Flatten XML via JSON

Originally posted: 2021-01-02

Flatten an XML tree by turning it into JSON first (Python)

Going Directly from XML to JSON Using xmltodict:

It's pretty straightforward to turn an XML file into a Python dictionary (which is essentially the same as a JSON file's content).

The code snippet below can be copied and pasted into your terminal, and it will prompt you to select a file.

If you run into ModuleNotFoundErrors, simply type the following into your Python terminal:

pip or pip3 import [NAME OF MISSING MODULE HERE]

import xmltodict, json
xml_filepath = input('Drag and drop an XML file here:').strip()
with open(xml_filepath) as xml_file_input:
    xml_data_stream = xml_file_input.read()
    data_dict = xmltodict.parse(xml_data_stream)

Flatten JSON recursively with Python

I came across a nice, succinct, and effective piece of code to accomplish what I needed.

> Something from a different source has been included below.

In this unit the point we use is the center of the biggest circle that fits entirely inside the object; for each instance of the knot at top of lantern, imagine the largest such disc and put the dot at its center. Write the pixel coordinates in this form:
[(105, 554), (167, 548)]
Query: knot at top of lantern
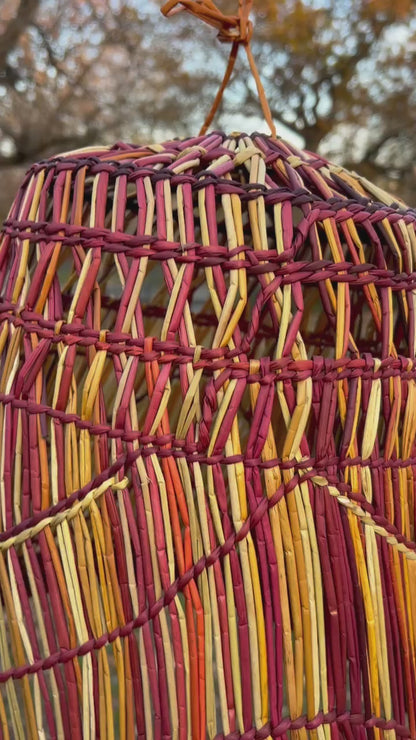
[(236, 29)]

Thanks Amir Ziai!

import json

def flatten_json(y): # or use `pip install flatten_json`
    out = {}

    def flatten(x, name=''):
        if type(x) is dict:
            for a in x:
                flatten(x[a], name + a + '_')
        elif type(x) is list:
            i = 0
            for a in x:
                flatten(a, name + str(i) + '_')
                i += 1
        else:
            out[name[:-1]] = x

    flatten(y)
    return out

json_filepath = input('Drag and drop a JSON file here:').strip()
with open(json_filepath) as json_file_input:
    string_data_stream = json_file_input.read()
    json_data_stream = json.loads(string_data_stream)
    flat_json = flatten_json(json_data_stream)

In case you run into an error about an extra character being at the end of your file, you can just leave off the final one (or two, etc.) characters by adding an index to the end of your string_data_stream, for example:

json.loads(string_data_stream[:-1])

Don't Forget to Save Your Flattened JSON Data

with open('flattened_xml_via_json.json', 'a') as save_file:
    save_file.write(json.dumps(json_data_stream, indent=4, sort_keys=True))